Just as with other dried herbs, whenever you purchase dried mint, try to buy one that is grown under organic conditions since this will ensure you that it is free from pesticide residues and free from radiation.
Fresh mint leaves should be stored inside the refrigerator; place in a zip pouch or wrapped in a slightly dampened paper towel. Dried mint can be kept fresh for few months when stored in a tightly sealed glass container in a cool, dark, and dry place.
As mentioned above, essential oils in the peppermint act on cold-sensitive receptors in the skin, mouth and throat; the property that is responsible for the well-known cooling sensation that it provokes when inhaled, eaten, or applied on the skin. This characteristic of mint can be employed in the preparation of cough/cold reliving remedies like syrups, lozenges and nasal inhalers.
Peppermint oil has analgesic, local anesthetic and counter-irritant properties. It has been used in the preparation of topical muscle relaxants, and analgesics.
It is also being used in oral hygiene products and bad-breath remedies like mouthwash, toothpaste, mouth and tongue-spray, and more generally as a food flavor agent; e.g. in chewing-gum, candy.
It is also being used in oral hygiene products and bad-breath remedies like mouthwash, toothpaste, mouth and tongue-spray, and more generally as a food flavor agent; for instance, in chewing gums, candy, etc. (Medical disclaimer).
Peppermint should be washed thoroughly in the water in order to remove sand, and dirt and to rid off any residual pesticides. In order to keep the fragrance and aromatic flavor intact, mint is generally added just before preparing recipes.
Mint leaves used extensively in the preparation of herbal tea, especially in the Middle-Eastern countries.
As a flavoring base in ice cream and other confectionery.

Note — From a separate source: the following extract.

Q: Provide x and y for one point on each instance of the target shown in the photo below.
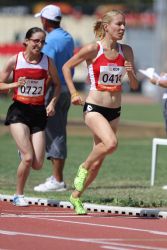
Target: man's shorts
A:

Mint has also been used in the preparation of chutney, soups, and sauces.
Freshly chopped mint leaves can be a great addition to green salad.
Individuals with gastro-esophageal reflex disease (GRD) are advised to limit peppermint use in their diet since the compounds in mint leaves may relaxes smooth muscles in the esophageal wall and sphincters by blocking calcium channels in them, which can aggravate their reflux condition. (Medical disclaimer).